Gemini 3 is powering the next generation of reliable, production-ready AI agents. This post highlights 6 open-source framework collaborations (ADK, Agno, Browser Use, Eigent, Letta, mem0), demonstrating practical agentic workflows for tasks like deep search, multi-agent systems, browser and enterprise automation, and stateful agents with advanced memory. Clone the examples and start building today.
Overview
The article discusses the advancements in agentic AI with Gemini 3, emphasizing its role as a core orchestrator for complex workflows. It showcases real-world applications through collaborations with open-source frameworks, providing developers with practical examples to clone and customize.
What You'll Learn
How to build scalable AI agents using the Agent Development Kit (ADK)

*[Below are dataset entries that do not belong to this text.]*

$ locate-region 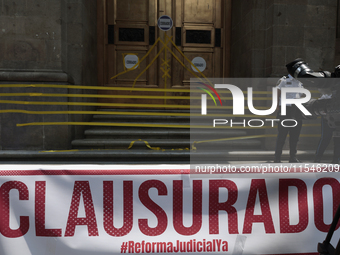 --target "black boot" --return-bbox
[289,156,301,163]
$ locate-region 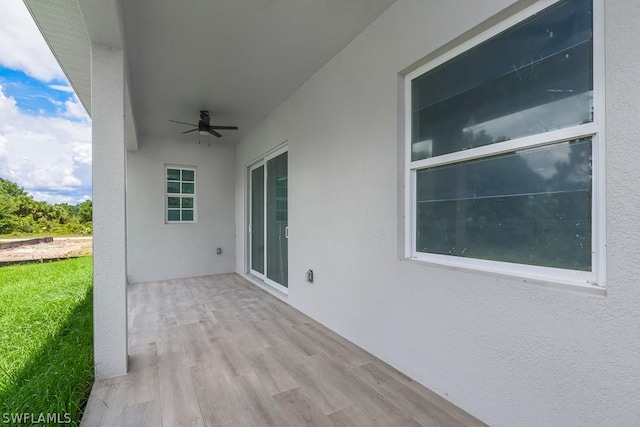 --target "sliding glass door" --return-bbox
[249,148,289,292]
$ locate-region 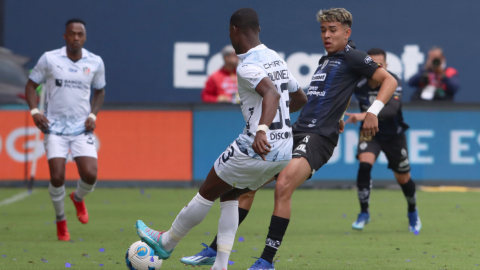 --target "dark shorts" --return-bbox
[292,132,336,179]
[357,133,410,174]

Why using multi-agent systems can enhance data processing capabilities
How to automate web interactions with Browser Use library
When to implement memory management in AI agents with Letta
Prerequisites & Requirements
- Understanding of AI agent architecture and workflows
- Familiarity with open-source frameworks for AI development(optional)
Key Questions Answered
What is the Agent Development Kit (ADK) and how does it facilitate AI agent development?

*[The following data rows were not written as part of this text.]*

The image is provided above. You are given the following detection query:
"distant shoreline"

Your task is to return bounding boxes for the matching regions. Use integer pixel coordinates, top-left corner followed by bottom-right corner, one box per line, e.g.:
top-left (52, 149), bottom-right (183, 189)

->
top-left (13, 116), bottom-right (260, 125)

How does the Browser Use library enhance web automation for AI agents?
What role does memory management play in AI agents built with Letta?
What are the capabilities of the Agno framework in building multi-agent systems?
Technologies & Tools
Key Actionable Insights
1Explore the Agent Development Kit (ADK) to streamline your AI agent development process.By leveraging the ADK, developers can create scalable workflows that integrate various AI capabilities, making it easier to build and deploy complex agents.
2Utilize the Browser Use library to enhance your AI agents' web interaction capabilities.This library allows agents to perform actions like form-filling and navigating websites more effectively, which is essential for automating tasks in real-world applications.
3Implement memory management techniques using Letta to improve agent performance.Effective memory management helps agents maintain context over long interactions, leading to more coherent and personalized user experiences.